Beauty or Bleakness? Seeking Jazz in Kyrgyzstan During the Holiday Season

That observation from multi-instrumentalist Kurmangazi Azykbaev refers to similarities such as changing rhythms and versatility in Kyrgyzstan's traditional instrumental folklore. Instruments like the three-string pizzicato komuz and reed-based temir ooz komuz can handle guitar- and woodwind-like duties in such performances.

"I would tell you that in my music, there are all essences of the world, of the eternity," he said during a radio interview. "Maybe there is wood, there is metal, there is air, there is water, etc. all this is present in it."

Kyrgyzstan has a native jazz player of international acclaim in 18-year-old piano prodigy Eldar Djangirov, who's earned raves since coming to the United States as a child. When I interviewed him following a club gig in Seattle a month after my visit, he didn't make much of the connection. He doesn't follow the often turbulent news from his homeland and, while aware of the country's musical heritage, doesn't make a point of listening to or seeking out current players. Even his last name (pronounced John-GEAR-off) is something from the past, as he no longer uses it in public.

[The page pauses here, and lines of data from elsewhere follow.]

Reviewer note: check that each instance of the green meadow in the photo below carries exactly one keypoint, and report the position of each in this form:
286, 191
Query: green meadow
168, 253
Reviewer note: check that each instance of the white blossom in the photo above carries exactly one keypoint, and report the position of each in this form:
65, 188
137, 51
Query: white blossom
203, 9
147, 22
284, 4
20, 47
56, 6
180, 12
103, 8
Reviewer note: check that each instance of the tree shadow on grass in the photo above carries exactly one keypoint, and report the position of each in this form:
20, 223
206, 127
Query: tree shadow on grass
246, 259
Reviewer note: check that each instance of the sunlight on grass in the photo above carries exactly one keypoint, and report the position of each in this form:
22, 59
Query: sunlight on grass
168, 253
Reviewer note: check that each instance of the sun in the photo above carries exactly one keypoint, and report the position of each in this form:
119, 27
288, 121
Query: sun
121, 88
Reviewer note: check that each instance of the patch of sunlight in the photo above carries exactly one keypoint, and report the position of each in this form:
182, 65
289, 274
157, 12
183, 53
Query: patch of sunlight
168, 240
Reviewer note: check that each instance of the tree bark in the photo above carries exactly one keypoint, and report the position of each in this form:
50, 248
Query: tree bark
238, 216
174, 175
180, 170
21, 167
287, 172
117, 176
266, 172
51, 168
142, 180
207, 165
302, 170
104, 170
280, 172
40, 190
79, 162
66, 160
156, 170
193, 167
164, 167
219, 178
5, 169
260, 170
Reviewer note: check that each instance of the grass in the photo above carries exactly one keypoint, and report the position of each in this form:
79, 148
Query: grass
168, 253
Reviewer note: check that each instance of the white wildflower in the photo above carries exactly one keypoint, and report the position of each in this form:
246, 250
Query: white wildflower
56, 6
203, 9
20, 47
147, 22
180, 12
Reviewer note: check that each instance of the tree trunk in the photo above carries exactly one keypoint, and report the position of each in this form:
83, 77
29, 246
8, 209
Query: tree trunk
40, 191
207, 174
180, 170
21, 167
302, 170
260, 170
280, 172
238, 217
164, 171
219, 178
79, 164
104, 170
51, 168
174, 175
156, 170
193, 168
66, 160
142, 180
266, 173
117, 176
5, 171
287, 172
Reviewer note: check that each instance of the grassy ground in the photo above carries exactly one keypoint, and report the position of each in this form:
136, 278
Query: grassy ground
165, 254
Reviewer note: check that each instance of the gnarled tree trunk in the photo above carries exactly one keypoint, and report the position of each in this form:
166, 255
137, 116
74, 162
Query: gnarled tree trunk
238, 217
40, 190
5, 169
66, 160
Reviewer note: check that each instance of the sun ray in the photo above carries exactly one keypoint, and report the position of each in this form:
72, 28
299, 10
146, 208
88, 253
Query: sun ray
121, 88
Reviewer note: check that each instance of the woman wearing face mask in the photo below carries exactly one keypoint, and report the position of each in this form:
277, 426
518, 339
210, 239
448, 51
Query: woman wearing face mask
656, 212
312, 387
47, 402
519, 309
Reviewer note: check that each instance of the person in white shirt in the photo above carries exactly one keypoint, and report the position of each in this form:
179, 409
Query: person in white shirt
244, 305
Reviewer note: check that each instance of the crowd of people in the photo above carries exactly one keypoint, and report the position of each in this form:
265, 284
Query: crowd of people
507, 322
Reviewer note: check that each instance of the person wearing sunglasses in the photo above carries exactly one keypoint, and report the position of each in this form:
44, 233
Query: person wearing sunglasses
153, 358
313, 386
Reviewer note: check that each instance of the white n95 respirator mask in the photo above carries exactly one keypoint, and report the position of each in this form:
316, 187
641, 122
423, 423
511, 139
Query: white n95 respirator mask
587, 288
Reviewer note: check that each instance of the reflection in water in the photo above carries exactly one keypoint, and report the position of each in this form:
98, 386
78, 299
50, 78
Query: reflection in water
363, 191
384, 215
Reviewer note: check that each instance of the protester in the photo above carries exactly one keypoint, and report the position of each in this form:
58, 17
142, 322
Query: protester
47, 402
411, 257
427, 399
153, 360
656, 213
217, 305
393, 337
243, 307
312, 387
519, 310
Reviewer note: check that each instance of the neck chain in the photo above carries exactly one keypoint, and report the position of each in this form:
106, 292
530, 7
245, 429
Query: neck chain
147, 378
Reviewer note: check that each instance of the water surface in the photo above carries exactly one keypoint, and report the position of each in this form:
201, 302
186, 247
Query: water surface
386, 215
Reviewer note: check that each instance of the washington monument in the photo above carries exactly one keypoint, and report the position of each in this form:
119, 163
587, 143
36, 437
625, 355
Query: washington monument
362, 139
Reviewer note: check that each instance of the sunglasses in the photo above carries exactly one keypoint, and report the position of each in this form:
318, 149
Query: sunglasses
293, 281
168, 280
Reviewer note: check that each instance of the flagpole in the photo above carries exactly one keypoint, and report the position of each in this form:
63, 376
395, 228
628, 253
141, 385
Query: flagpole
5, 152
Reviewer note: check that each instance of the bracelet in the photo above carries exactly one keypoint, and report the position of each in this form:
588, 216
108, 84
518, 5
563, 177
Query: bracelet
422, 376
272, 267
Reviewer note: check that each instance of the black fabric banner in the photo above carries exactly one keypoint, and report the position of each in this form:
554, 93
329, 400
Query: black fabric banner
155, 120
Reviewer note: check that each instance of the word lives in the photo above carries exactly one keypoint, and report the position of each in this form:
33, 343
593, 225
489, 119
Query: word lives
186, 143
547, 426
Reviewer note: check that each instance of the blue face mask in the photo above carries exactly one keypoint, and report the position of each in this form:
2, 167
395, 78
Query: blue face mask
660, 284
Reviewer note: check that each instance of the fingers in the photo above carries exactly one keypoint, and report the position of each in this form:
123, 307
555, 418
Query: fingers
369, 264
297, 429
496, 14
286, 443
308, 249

"When I was 10 I moved to Kansas City," Eldar said. "That's where I grew up."

Still, his name came up most frequently during my initial inquires about musicians in Bishkek. There were few suggestions for finding players there except asking music vendors, the largest cluster of which are in shops surrounding the long stretch of monuments, museums and parks in the city center. Everybody was unfailingly polite and eager to help one of the few Western tourists they see during the cold months, but their responses when they heard what I was after suggested I was somewhere between misguided and nuts.

"I don't think you're going to find anything," said one of two girls apparently in their late teens who were working at a stand where thousands of pirated pop and techno CDs were stacked behind her. Their expressions indicated either they had never heard of jazz or I was a freak—or more likely both.

Seeking chic at a Soviet-style pace

The problem with having a bunch of neighboring countries with long names ending in "stan" is it's easy to get them confused.

As an actor on The West Wing put it, "Khazakhstan is a country four times the size of Texas and has a sizable number of former Russian missile silos. Kyrgyzstan is on the side of a hill near China, and has mostly nomads and sheep."

It's also hard sounding hip if you're from Bishkek, the Krygyz word for a churn used to make fermented mare's milk, the national drink. Everyone I saw was drinking vodka and beer, but that's probably because mares give birth during the warm months and aren't using their udders much in the winter.

The country has few claims to fame, although the world's largest natural-growth walnut forest is there. Their ancestors were driven out of Siberia by the Mongols around 1000 A.D., living as mountain nomads while the Mongols, Russians and others took turns violently dominating the region.

More than 40 percent of the country is above 9,000 feet in elevation, with Peak Pobedy reaching more than 24,000 feet. Rugged and resort types alike are drawn to Lake Issyk- Kul, one of the largest alpine lakes in the world at 2,445 square miles, with mountains up to 15,000 feet in elevation surrounding its surface at 5,300 feet.

Three-fourths of its 5 million people are Muslims, but observance in many cities is not as strict as some countries. The practice of bridal kidnapping—which predates Islam's emergence in Kyrgyzstan during the 12th century—was something a couple of people wondered if I'd heard about, perhaps due to the recent documentary and other media coverage, but didn't seem eager to discuss. I encountered enough women in a variety of occupations to support the idea they suffer fewer restrictions than many Muslim nations. It's also worth noting, without making light of the situation, that their cultural game of Kyz-Kuumai requires a man on horseback to overtake a woman with a headstart on a faster horse, or get lashed with a whip.

For optimists, perhaps Krygyzstan's biggest appeal is its vast potential for progress. It may be the 28th most unstable of 146 nations in a 2006 World Foundation survey, but at least Forbes magazine dropped it from its list of the 14 most dangerous countries for tourists.

For adventure travelers who thrive on the unscathed wilderness, Kyrgyzstan may well offer something akin to the best of an unspoiled Nepal. Everest-like treks, yak riding, paddling and skiing are among the numerous options for active types. The country also features a rich nomadic culture from being part of the historic 7,000-mile Silk Route between China and the Mediterranean. Just expect few English speakers, a shortage of modern conveniences such as being able to use ATM and credit cards, and the need for a respectful and pleasant attitude even when bureaucratic headaches arise.